00:15 karolherbst: so mhhh
00:15 karolherbst: I was able to see a difference, but still no idea _what_ exactly changes
00:43 jekstrand: karolherbst: Seems like it's not working. :-(
00:46 karolherbst: I think I just figured out how that works on nvidia hardware
00:54 karolherbst: or.. maybe not :
00:55 karolherbst: weird..
00:57 karolherbst: jekstrand: what does in your isa actually exist?
00:57 karolherbst: we only have the group and local thread id
00:58 jekstrand: We have a group id and subgroup id
00:59 karolherbst: it's a bit strange, but no matter what I do, I can't get those to change :/
00:59 karolherbst: there is probably some magic to it
01:01 karolherbst: it could be that for us it's just some weirdo preemption feature
01:03 karolherbst: anyway.. it's not even big enough to hold the offset...
01:05 karolherbst: curro: anyway.. clovers offset handling is broken right now... or well incomplete. There is also the problem where the hw can't support the requested workload size, so you end up lowering internally and due multiple invocation in which case you offset the group_id :/
01:06 karolherbst: although I am not 100% sure this needs to be implenented, but some hw have quite limited capabilities here
01:20 curro: karolherbst: uhm, so you mean that the pipe driver's lowering of a too large compute dispatch call into multiple chunks would mess up the group id?
01:20 curro: wouldn't that be a bug in the driver's lowering code?
01:39 jekstrand: karolherbst: Reading the docs more closely, our thread group start fields are for context save/restore not for something actually useful and they don't do what you think they do.
01:39 jekstrand: Not that context save/restore isn't useful. :P
01:40 jekstrand: karolherbst: So, yeah. We have to push stuff and do shader math. :-(
01:41 jekstrand: In which case lowering in clover seems non-terrible.
01:41 jekstrand: Or we can lower in the driver.
01:41 jekstrand: It honestly doesn't matter much to me.
01:41 jekstrand: The amount of code in iris isn't big
08:43 karolherbst: curro: if you specify the global invoc offsets your work group id still starts at 0, no matter what you pass in, but if you lower your clEnqueueNDRangeKernel with multiple clEnqueueNDRangeKernel + offsets, you also need to adjust your work group ids
08:46 karolherbst: personally I don't care about caring about those workloads, but there might be hw with quite limited work group sizes
08:48 karolherbst: like tesla we only support { 512, 512, 64 } (max 512 in total) * { 65535, 65535, 1 }
08:48 karolherbst: which isn't much
15:42 jekstrand: cwabbott, jenatali, karolherbst, cmarcelo: An idea that occurred to me today... Would it be possible to build something like nir_opt_algebraic only for derefs.
15:43 jekstrand: For instance, I'd like to detect "T *x; T *y = (T *)(((char *)x) + i * sizeof(T));" and turn it into "T *y = &x[i]"
15:45 jekstrand: Another example which came up from a shader jenatali was looking at: "uint64_t x = foo(); uint y = ((uint[2])x)[0];" but we'd really like that to be "uint y = i2i32(x)"

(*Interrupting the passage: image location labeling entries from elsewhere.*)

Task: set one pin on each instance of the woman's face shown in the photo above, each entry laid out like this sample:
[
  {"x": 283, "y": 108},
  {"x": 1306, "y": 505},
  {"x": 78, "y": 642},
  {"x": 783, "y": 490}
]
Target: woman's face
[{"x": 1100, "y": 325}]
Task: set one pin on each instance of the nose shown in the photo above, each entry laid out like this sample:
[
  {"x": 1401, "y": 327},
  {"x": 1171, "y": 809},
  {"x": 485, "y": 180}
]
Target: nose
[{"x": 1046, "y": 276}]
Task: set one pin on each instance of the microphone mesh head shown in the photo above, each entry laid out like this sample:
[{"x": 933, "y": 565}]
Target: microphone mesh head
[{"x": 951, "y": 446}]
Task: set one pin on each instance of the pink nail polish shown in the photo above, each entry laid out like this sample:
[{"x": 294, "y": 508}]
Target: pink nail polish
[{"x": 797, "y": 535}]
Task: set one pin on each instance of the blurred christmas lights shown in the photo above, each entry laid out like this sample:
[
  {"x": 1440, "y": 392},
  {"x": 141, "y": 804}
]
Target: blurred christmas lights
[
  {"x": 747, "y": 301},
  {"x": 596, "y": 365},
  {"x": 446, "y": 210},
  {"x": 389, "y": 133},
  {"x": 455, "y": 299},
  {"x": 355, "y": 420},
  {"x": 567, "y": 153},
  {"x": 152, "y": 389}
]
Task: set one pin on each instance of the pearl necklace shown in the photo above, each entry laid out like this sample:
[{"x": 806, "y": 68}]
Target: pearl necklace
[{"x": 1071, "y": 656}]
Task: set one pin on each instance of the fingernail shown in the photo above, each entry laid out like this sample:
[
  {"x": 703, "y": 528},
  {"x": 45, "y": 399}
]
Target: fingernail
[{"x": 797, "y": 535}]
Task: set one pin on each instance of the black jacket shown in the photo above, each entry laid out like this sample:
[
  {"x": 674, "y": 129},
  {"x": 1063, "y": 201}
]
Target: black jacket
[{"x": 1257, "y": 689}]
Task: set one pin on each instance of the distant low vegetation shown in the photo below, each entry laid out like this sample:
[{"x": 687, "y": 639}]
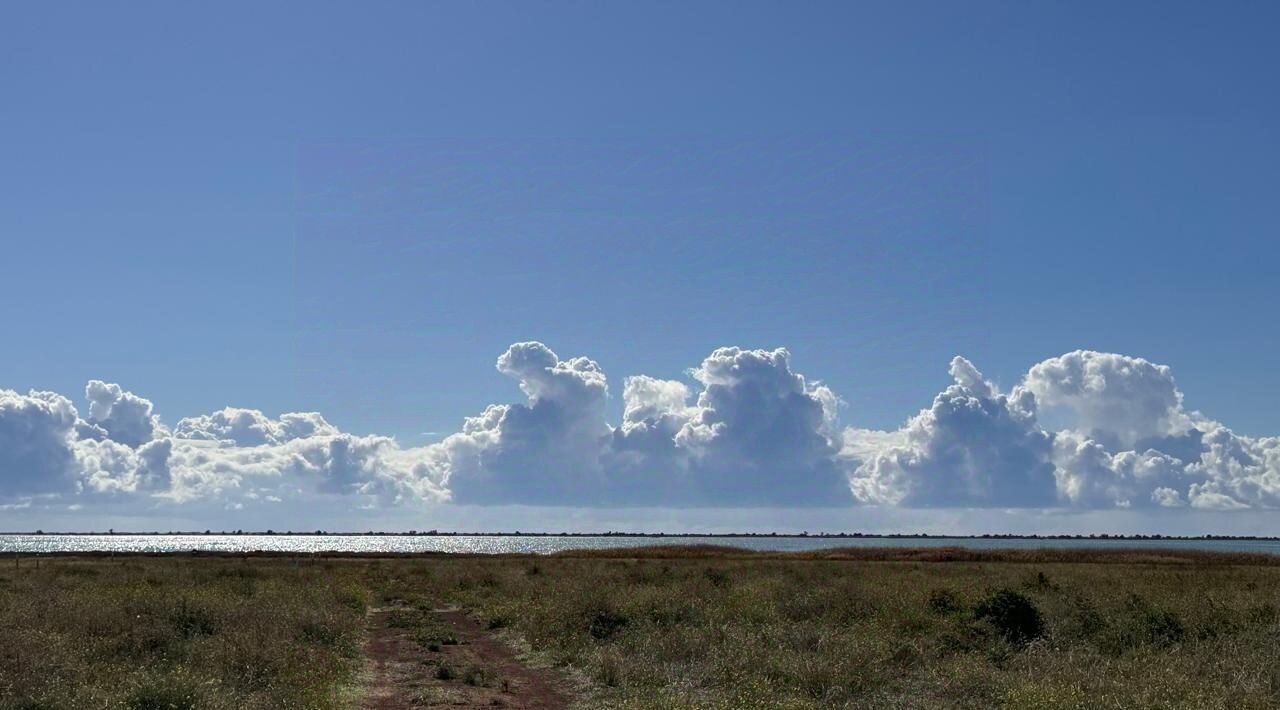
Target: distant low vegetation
[{"x": 670, "y": 627}]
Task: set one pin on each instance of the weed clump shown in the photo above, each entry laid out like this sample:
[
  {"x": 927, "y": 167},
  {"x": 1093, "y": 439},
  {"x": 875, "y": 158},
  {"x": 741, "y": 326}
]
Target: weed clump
[
  {"x": 1013, "y": 614},
  {"x": 945, "y": 601}
]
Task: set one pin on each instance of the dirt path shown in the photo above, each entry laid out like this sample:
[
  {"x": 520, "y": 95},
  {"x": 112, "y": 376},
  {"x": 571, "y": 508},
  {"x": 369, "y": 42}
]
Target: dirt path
[{"x": 443, "y": 658}]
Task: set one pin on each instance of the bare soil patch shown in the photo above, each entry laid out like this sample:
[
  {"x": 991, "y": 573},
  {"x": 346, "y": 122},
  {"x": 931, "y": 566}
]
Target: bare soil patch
[{"x": 443, "y": 658}]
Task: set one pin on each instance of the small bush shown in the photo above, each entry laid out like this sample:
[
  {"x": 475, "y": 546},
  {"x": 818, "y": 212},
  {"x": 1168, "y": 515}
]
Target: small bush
[
  {"x": 606, "y": 623},
  {"x": 1013, "y": 614},
  {"x": 444, "y": 672},
  {"x": 945, "y": 601}
]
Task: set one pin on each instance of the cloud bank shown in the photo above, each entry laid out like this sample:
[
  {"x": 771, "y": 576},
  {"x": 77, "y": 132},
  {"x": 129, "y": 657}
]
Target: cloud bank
[{"x": 1084, "y": 430}]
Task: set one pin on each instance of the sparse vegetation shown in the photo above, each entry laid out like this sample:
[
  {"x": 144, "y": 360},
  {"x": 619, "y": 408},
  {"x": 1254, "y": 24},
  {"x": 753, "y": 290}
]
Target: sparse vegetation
[{"x": 661, "y": 628}]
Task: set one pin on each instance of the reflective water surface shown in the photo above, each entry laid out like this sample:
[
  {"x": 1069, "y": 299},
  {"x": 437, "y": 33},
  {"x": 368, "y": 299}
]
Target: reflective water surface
[{"x": 496, "y": 544}]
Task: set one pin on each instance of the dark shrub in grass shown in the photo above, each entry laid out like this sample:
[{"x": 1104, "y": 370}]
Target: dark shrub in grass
[
  {"x": 606, "y": 623},
  {"x": 945, "y": 601},
  {"x": 1014, "y": 614}
]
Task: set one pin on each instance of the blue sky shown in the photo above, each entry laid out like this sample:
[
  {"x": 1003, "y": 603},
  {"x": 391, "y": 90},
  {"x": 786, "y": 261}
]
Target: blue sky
[{"x": 355, "y": 209}]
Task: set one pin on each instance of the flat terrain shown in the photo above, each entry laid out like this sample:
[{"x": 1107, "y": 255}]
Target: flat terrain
[{"x": 663, "y": 627}]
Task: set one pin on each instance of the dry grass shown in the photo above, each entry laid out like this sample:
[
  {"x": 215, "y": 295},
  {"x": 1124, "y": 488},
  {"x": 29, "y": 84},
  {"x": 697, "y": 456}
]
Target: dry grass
[{"x": 177, "y": 632}]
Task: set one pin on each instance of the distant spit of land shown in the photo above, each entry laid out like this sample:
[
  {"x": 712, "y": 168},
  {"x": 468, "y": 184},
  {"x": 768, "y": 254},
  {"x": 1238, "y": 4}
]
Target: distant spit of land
[{"x": 659, "y": 535}]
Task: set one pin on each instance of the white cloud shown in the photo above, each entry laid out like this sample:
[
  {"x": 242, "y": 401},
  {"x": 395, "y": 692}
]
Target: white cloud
[
  {"x": 1124, "y": 440},
  {"x": 973, "y": 447},
  {"x": 122, "y": 416},
  {"x": 1084, "y": 430}
]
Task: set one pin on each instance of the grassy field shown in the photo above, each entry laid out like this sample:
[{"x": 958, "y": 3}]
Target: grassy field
[{"x": 663, "y": 628}]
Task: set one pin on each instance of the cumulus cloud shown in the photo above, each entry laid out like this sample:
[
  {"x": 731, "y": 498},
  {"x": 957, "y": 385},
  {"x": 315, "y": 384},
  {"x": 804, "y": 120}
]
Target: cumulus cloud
[
  {"x": 1123, "y": 439},
  {"x": 973, "y": 447},
  {"x": 743, "y": 427},
  {"x": 119, "y": 415},
  {"x": 123, "y": 449}
]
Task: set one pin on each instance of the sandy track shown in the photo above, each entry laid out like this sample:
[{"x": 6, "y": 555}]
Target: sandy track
[{"x": 484, "y": 670}]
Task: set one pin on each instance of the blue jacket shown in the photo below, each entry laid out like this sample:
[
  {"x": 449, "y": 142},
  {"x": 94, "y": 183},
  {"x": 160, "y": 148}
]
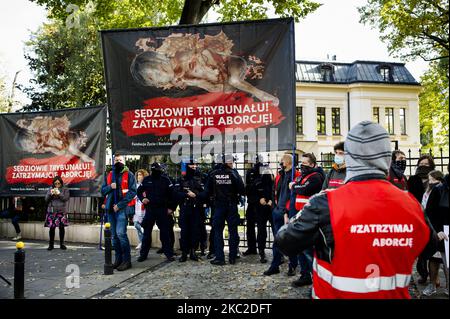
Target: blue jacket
[{"x": 122, "y": 202}]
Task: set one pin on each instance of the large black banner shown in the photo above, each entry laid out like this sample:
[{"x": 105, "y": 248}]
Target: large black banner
[
  {"x": 37, "y": 146},
  {"x": 204, "y": 80}
]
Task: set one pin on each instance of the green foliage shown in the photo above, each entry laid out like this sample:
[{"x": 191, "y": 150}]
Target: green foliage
[{"x": 434, "y": 108}]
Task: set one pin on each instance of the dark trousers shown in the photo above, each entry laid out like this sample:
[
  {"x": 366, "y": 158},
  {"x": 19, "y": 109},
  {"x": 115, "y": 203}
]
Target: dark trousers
[
  {"x": 257, "y": 214},
  {"x": 189, "y": 223},
  {"x": 51, "y": 233},
  {"x": 226, "y": 212},
  {"x": 14, "y": 219},
  {"x": 161, "y": 218},
  {"x": 203, "y": 240}
]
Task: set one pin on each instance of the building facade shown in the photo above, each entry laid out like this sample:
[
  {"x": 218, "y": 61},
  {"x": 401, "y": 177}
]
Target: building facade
[{"x": 332, "y": 97}]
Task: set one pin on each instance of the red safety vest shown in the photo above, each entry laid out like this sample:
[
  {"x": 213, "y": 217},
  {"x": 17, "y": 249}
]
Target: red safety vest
[
  {"x": 277, "y": 180},
  {"x": 378, "y": 231},
  {"x": 124, "y": 186},
  {"x": 302, "y": 200}
]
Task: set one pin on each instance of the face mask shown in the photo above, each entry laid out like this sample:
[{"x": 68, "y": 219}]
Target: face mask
[
  {"x": 119, "y": 167},
  {"x": 400, "y": 165},
  {"x": 339, "y": 159}
]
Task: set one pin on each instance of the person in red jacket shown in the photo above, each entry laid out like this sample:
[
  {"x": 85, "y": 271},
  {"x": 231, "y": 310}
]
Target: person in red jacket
[{"x": 366, "y": 234}]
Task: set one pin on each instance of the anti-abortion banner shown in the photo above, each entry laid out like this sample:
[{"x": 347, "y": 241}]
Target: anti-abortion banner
[
  {"x": 35, "y": 147},
  {"x": 203, "y": 80}
]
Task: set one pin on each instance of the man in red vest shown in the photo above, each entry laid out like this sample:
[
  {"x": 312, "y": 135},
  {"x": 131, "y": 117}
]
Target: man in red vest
[
  {"x": 366, "y": 234},
  {"x": 119, "y": 187}
]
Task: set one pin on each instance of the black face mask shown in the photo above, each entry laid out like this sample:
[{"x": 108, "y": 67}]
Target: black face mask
[
  {"x": 422, "y": 171},
  {"x": 400, "y": 165},
  {"x": 118, "y": 167}
]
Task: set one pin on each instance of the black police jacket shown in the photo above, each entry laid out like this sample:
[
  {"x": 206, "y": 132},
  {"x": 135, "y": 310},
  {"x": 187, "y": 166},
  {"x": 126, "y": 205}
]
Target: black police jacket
[
  {"x": 224, "y": 185},
  {"x": 313, "y": 228},
  {"x": 193, "y": 183},
  {"x": 158, "y": 190}
]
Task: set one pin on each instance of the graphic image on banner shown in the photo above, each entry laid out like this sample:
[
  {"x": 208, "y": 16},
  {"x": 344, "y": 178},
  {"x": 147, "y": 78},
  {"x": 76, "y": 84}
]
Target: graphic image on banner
[
  {"x": 198, "y": 78},
  {"x": 35, "y": 147}
]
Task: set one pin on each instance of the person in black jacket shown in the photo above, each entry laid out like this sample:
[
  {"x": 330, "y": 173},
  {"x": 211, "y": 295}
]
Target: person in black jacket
[
  {"x": 258, "y": 188},
  {"x": 186, "y": 190},
  {"x": 306, "y": 185},
  {"x": 225, "y": 186},
  {"x": 156, "y": 193},
  {"x": 417, "y": 184}
]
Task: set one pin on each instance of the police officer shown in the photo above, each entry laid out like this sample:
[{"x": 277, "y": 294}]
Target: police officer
[
  {"x": 225, "y": 185},
  {"x": 186, "y": 190},
  {"x": 258, "y": 188},
  {"x": 156, "y": 193}
]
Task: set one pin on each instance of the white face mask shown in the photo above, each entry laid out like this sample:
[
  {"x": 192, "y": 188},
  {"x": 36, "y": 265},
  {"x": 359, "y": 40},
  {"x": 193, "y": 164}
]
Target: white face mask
[{"x": 339, "y": 159}]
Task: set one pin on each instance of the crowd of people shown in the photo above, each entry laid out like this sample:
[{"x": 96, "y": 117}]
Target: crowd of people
[{"x": 310, "y": 212}]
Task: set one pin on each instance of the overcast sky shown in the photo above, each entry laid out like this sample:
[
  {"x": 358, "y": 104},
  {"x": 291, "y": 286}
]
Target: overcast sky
[{"x": 333, "y": 29}]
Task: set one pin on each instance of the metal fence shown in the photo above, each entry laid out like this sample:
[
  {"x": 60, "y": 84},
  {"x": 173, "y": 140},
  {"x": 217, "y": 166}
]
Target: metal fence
[{"x": 86, "y": 210}]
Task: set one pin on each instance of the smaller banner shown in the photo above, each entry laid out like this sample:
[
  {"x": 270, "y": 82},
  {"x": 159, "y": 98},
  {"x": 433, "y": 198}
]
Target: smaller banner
[{"x": 35, "y": 147}]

15:45 jekstrand: Thinking about how to solve this stuff using copy-prop just makes my head hurt
15:46 jekstrand: But if we viewed it as a pattern-matching problem, maybe it's tractable?
15:47 jekstrand: Likely we'd need both search-and-replace pattern mattching for regular derefs to solve the "I'm using offsets instead of arrays" problem as well as pattern matching on loads and stores which would let us sort out "creative" bit-cast cases.
15:47 jekstrand: I have no idea yet what the meta-language should look like or how to go about the search-and-replace
15:52 jenatali: Interesting idea. Sounds tricky, but probably doable?
16:07 jekstrand: https://gitlab.freedesktop.org/mesa/mesa/-/issues/3317
16:07 jekstrand: Tried to write it down. If anyone has any thoughts, feel free to leave them there.
16:50 karolherbst: jekstrand: why do we have to opt this?
16:51 karolherbst: the end result should kind of look the same or get optimized already, no?
16:52 karolherbst: ohh.. for copy prop? mhhh
16:54 karolherbst: jekstrand: I think if we focus on the sizeof bits, that might be enough, no?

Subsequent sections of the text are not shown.